Cinq pays latino-américains sont décidés à déférer le Venezuela devant la Cour pénale internationale (CPI). Selon des sources diplomatiques, ils doivent demander ce 25 septembre à la procureure Fatou Bensouda d’ouvrir une enquête, faisant ainsi pression sur le Venezuela et la Cour. C’est la première fois que des États membres de la CPI saisissent ainsi la cour contre un autre État partie.
Les ministres des Affaires étrangères d’Argentine, du Chili, de la Colombie, du Paraguay et du Pérou doivent signer mardi soir une lettre commune dans laquelle ils demandent à la procureure de la CPI, Fatou Bensouda, d’ouvrir une enquête sur la situation au Venezuela. Dans ce courrier, ils invoquent l’article 14 du Statut de Rome, autorisant des États parties à référer à la Cour une situation dans un autre pays. Plusieurs sources diplomatiques ont confirmé que la lettre allait être signée lors d’une réunion des cinq ministres en marge de l’Assemblée générale de l’Onu à New-York.
Le ministre adjoint des Affaires étrangères du Pérou, Hugo De Zela, a déclaré que les cinq pays avaient coordonné leur action, expliquant que le Canada envisageait de se joindre au groupe, selon le journal sud-américain Publimetro.
La démarche des cinq gouvernement latino-américains s’appuie sur un rapport de l’Organisation des Etats américains (OEA), selon un diplomate qui a souhaité garder l’anonymat. En mai dernier, un panel d’experts internationaux indépendants a conclu que des crimes contre l’humanité ont été commis au Venezuela depuis 2014. Dans son rapport, le panel de l’OEA fait état de meurtres, d’exécutions extrajudiciaires, de détentions arbitraires et d’une « conduite systématique de violence » contre une partie de la population civile.
Ces experts recommandent aux pays membres de l’OEA de demander à Fatou Bensouda l’ouverture d’une enquête. La lettre des gouvernements argentin, chilien, colombien, paraguayen et péruvien fait ainsi pression sur le bureau du procureur pour qu’il accélère son travail.
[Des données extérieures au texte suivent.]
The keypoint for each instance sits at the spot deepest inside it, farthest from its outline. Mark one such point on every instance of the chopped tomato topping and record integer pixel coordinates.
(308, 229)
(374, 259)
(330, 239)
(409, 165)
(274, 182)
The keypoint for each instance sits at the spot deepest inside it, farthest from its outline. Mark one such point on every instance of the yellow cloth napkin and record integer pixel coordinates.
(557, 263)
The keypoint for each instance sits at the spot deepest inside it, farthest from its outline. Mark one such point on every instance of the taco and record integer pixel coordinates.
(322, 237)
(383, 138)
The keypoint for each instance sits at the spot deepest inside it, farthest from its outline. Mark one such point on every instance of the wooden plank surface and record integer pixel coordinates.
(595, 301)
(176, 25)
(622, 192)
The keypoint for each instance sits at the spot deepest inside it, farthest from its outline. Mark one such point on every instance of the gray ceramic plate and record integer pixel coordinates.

En février dernier, la procureure Fatou Bensouda avait en effet annoncé l’ouverture d’une enquête préliminaire sur le Venezuela.
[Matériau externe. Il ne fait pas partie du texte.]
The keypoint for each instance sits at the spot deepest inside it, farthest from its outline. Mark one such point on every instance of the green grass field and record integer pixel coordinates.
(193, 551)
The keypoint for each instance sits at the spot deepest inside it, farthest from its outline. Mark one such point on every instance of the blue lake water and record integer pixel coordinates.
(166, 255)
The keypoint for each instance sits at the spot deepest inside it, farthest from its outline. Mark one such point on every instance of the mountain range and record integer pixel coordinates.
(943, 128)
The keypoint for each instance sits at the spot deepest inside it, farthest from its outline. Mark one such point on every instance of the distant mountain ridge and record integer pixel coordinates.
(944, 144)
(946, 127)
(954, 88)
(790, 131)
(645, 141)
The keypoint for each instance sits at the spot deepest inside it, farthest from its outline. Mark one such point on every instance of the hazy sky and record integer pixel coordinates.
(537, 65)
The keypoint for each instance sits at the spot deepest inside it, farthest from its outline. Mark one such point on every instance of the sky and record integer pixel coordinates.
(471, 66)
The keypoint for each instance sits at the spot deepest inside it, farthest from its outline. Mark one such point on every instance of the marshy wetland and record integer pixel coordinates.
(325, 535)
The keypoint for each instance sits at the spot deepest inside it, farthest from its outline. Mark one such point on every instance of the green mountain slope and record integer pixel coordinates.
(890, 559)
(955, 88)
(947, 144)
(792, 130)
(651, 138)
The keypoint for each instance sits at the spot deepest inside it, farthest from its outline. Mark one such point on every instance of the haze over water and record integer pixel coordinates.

Pour passer à l’étape suivante, l’ouverture d’une enquête, elle a besoin d’une autorisation des juges de la Cour. Mais la saisine par des États parties dispense de cette obligation et a pour conséquence de rendre maintenant plus probable une enquête sur le Venezuela.
La décision de ces cinq pays est un cas inhabituel de gouvernements utilisant la CPI comme outil diplomatique en référant à la cour une crise se déroulant dans un autre pays. En 2013, les Comores avaient demandé l’ouverture d’une enquête sur les crimes qui auraient été commis par Israël lors de l’attaque d’un bateau se dirigeant vers la Bande de Gaza. Mais Israël n’est pas membre de la CPI. Et en novembre 2017, la procureure avait décidé de clore le dossier, estimant que les preuves disponibles n’étaient pas suffisantes pour l’ouverture d’une enquête.
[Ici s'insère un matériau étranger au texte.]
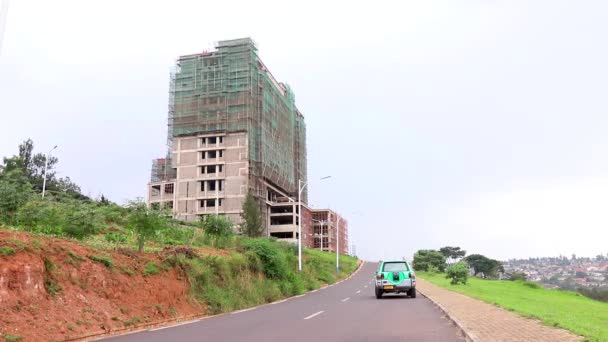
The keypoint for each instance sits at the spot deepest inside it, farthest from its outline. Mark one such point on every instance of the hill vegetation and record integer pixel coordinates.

La situation au Venezuela est différente en échelle et en nature. Le référé des cinq pays serait inédit en ce qu’un État membre, ou un groupe d’États membres, demanderait à ce qu’un autre État membre fasse l’objet d’une enquête.
Des rapports d’organisations des droits de l’homme, des experts de l’Organisation des Etats américains et du Haut-Commissariat aux droits de l’Homme ont révélé que crimes et violences à grande échelle ont été perpétrés au Venezuela au cours des dernières années. La communauté internationale a imposé des sanctions au gouvernement vénézuélien et menacé d’une intervention militaire. L’initiative conjointe de l’Argentine, du Chili, de la Colombie, du Paraguay et du Pérou isolera davantage encore le Venezuela. Il aura peut-être également un impact sur la position de ce pays vis-à-vis de la cour. En 2016, par exemple, le Burundi, en position d’Etat paria et menacé d’enquête par la CPI, avait décidé de se retirer du Statut de Rome.Le président du Venezuela, Nicolás Maduro, s’est jusqu’ici montré imperméable aux mesures prises par la communauté internationale. Mais il pourrait envisager de suivre l’exemple du Burundi, même si cela ne le protègera pas de l’ouverture d’une enquête.